- Born: 1993 or 1994 (age 31–32)
- Citizenship: Irish
- Occupations: Presenter, writer, comedian, podcaster

= Justine Stafford =

Irish presenter, writer and comedian (born 1993 or 1994)

Justine Stafford (born 1993 or 1994) is an Irish comedian, writer, podcaster and television presenter.

==Early and personal life==
Stafford grew up on a farm in Kilbeg, just outside Nobber, in County Meath, Ireland. She has one brother, called Lorcán. She attended Kilbeg National School where she was introduced to a short-film project for primary schools called Fís Films for which she won a national prize in Dublin. She began making her own comedy films after receiving a Camcorder the following Christmas, aged 11. From 13 Stafford suffered from anorexia and around this time won an award at Fresh Films Ireland’s Young Filmmaker of the Year Awards held in Limerick. Stafford subsequently was the Irish representative taking her winning short film to an international youth film festival held in South Korea. In March, 2021 Stafford herself co-hosted the Ireland's Young Filmmaker of the Year Awards online.

==Career==
===On-line===
Stafford studied film and broadcasting at the Dublin Institute of Technology after which worked for the radio station FM104 and spent five years at JOE.ie as senior social creative and content creator. She became a comedic presence on social media, including for posts based on comedically creative Halloween costumes, social commentary, and satire on popular television programmes. From June 2021 until September 2022 Stafford co-hosted, with Martin Angolo and Dermot Ward, the podcast The Substantial Meal. With shows available online as well as performed at live events and festivals, Stafford described the format as “three friends recreating the atmosphere of being in a pub by sharing embarrassing stories, giving life advice and solving the world's big problems.” Since June 2024 Stafford has co-hosted the podcast The Lovely Show with fellow comedian Kevin McGahern.

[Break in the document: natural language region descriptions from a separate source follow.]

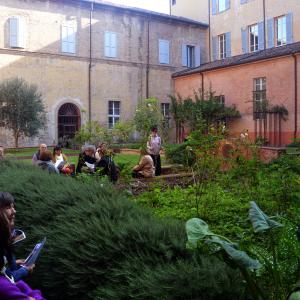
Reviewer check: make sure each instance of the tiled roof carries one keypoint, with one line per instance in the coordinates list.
(99, 3)
(243, 59)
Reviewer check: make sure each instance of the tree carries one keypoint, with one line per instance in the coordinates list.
(21, 108)
(92, 132)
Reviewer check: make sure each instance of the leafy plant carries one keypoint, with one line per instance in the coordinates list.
(197, 231)
(21, 108)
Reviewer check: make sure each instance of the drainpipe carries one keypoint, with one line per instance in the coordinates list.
(90, 66)
(264, 13)
(148, 58)
(296, 94)
(209, 32)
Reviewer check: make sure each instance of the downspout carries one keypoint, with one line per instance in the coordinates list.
(209, 32)
(264, 13)
(148, 59)
(296, 94)
(90, 66)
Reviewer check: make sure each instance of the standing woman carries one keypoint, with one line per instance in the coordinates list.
(9, 289)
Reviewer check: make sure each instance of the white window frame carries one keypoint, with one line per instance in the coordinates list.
(222, 46)
(114, 115)
(16, 32)
(253, 38)
(109, 49)
(221, 5)
(68, 41)
(163, 57)
(280, 31)
(191, 60)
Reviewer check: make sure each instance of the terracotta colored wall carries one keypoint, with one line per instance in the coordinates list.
(236, 83)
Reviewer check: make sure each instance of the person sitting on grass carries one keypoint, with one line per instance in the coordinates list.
(86, 160)
(12, 271)
(145, 168)
(61, 162)
(9, 289)
(46, 162)
(36, 156)
(106, 164)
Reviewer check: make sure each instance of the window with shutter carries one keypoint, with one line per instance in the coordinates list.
(113, 113)
(110, 44)
(164, 52)
(68, 39)
(16, 32)
(253, 38)
(222, 46)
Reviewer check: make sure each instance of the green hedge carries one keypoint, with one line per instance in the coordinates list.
(100, 245)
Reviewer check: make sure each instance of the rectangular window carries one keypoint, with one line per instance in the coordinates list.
(190, 56)
(280, 31)
(221, 5)
(16, 32)
(253, 38)
(164, 52)
(68, 39)
(113, 113)
(259, 97)
(221, 99)
(165, 110)
(110, 44)
(222, 46)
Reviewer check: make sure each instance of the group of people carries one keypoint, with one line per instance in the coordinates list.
(99, 160)
(54, 162)
(12, 271)
(90, 160)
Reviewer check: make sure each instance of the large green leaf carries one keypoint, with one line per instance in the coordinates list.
(260, 221)
(239, 257)
(295, 296)
(196, 230)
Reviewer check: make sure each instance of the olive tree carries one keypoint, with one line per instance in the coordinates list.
(21, 108)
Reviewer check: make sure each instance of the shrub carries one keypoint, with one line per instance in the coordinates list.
(100, 245)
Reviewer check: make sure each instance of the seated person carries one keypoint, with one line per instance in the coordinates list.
(15, 269)
(86, 160)
(9, 289)
(46, 162)
(145, 168)
(60, 161)
(106, 164)
(102, 148)
(36, 156)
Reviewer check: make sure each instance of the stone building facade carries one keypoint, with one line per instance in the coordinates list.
(94, 61)
(243, 26)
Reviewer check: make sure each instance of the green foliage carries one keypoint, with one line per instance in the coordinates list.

In 2024, Stafford narrated the RTÉ Doc on One podcast series The Real Carrie Jade.

===Film and television===
In 2019 Stafford was a finalist in Irish TV's Stand Up And Be Funny competition. In 2021 Stafford co-hosted television food game show Battle of the Food Trucks with James Patrice on RTE Player. The series was renewed for a second season that aired in 2022. In 2021 Stafford also had a role in Irish film Poster Boys, starring Keith Duffy, amongst others.

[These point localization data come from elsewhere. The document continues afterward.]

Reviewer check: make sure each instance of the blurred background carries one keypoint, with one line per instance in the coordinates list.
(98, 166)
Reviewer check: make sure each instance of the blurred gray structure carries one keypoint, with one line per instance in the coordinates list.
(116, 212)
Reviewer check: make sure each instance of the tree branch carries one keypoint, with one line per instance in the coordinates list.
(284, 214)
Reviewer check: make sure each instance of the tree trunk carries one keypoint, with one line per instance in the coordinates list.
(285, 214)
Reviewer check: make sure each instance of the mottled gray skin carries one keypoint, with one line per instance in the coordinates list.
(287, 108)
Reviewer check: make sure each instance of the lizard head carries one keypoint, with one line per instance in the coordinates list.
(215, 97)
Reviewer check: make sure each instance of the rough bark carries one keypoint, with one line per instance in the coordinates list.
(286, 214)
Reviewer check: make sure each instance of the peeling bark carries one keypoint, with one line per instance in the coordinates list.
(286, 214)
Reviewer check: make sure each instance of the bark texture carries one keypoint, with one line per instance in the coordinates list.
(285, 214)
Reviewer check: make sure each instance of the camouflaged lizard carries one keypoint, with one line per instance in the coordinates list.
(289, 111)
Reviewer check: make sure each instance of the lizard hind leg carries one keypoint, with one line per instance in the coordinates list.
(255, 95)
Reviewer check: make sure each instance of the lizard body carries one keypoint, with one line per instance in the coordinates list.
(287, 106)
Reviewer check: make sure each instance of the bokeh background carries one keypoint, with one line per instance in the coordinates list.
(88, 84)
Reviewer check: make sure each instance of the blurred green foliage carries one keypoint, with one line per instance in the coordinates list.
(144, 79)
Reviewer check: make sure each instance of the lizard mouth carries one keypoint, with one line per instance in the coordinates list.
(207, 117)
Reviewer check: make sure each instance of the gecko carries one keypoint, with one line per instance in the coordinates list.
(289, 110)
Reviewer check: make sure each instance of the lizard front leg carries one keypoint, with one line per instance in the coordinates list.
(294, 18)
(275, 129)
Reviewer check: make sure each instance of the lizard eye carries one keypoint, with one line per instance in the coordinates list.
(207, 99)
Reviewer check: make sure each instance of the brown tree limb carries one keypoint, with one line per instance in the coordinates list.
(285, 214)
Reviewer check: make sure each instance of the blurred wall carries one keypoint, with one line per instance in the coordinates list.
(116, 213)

Stafford also appeared on both series of RTÉ player comedy series Darren & Joe's Free Gaff in 2021 and 2022. In February 2023 Stafford appeared on a Valentine's Day special edition of the Late Late Show and added "an honestly impressive and possibly Guinness Book of Records-worthy number of innuendoes into such a brief window", and "salty double-entendres".

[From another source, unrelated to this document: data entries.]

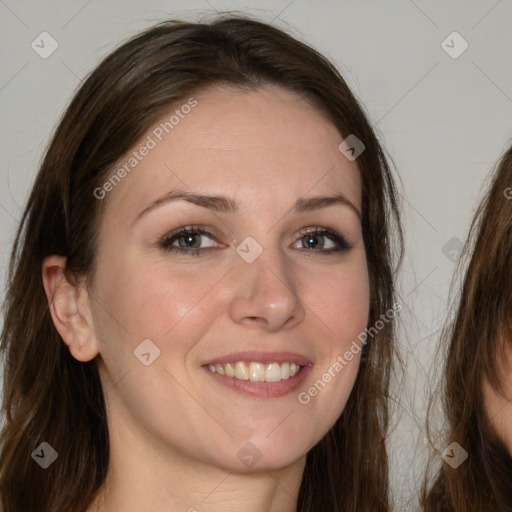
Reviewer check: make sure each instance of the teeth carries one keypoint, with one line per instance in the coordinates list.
(241, 371)
(257, 372)
(230, 370)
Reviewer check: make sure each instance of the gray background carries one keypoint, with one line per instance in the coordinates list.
(444, 121)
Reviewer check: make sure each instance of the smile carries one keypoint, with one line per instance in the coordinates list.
(257, 372)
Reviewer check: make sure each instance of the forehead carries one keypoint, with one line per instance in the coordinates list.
(263, 144)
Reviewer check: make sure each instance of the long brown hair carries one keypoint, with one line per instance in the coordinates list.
(474, 345)
(48, 395)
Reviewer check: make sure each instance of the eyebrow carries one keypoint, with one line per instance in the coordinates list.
(223, 204)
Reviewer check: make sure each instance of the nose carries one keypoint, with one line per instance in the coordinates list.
(265, 294)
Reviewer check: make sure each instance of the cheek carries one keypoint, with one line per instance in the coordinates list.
(340, 301)
(152, 301)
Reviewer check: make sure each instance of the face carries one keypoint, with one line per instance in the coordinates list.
(220, 274)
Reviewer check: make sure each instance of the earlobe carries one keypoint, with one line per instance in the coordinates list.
(69, 308)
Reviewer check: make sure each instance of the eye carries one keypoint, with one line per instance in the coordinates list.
(188, 240)
(322, 240)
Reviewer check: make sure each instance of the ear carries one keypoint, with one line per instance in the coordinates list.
(70, 309)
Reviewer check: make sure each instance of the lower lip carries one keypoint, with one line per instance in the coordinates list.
(263, 389)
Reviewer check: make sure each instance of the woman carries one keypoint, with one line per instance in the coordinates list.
(214, 221)
(477, 468)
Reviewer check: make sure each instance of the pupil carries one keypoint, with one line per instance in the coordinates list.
(312, 241)
(190, 240)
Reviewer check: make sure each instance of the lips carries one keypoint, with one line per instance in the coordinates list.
(260, 374)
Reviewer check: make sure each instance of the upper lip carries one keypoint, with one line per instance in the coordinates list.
(261, 357)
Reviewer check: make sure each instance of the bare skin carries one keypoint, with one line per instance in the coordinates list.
(178, 435)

From 2022, Stafford appeared with Emma Doran, Sean Burke, Killian Sundermann and Michael Fry as writers and performers on the RTÉ 2 No Worries If Not! The series was, according to RTÉ director of content Jim Jennings, "a vehicle for young comedy talent", with a sketch comedy format that may have been enhanced, Stafford noted, by the COVID-19 pandemic that had "created a rich period for the phenomenon of the online comedy video". In March 2026, the series was nominated at the Royal Television Society Republic of Ireland Awards in the Entertainment category.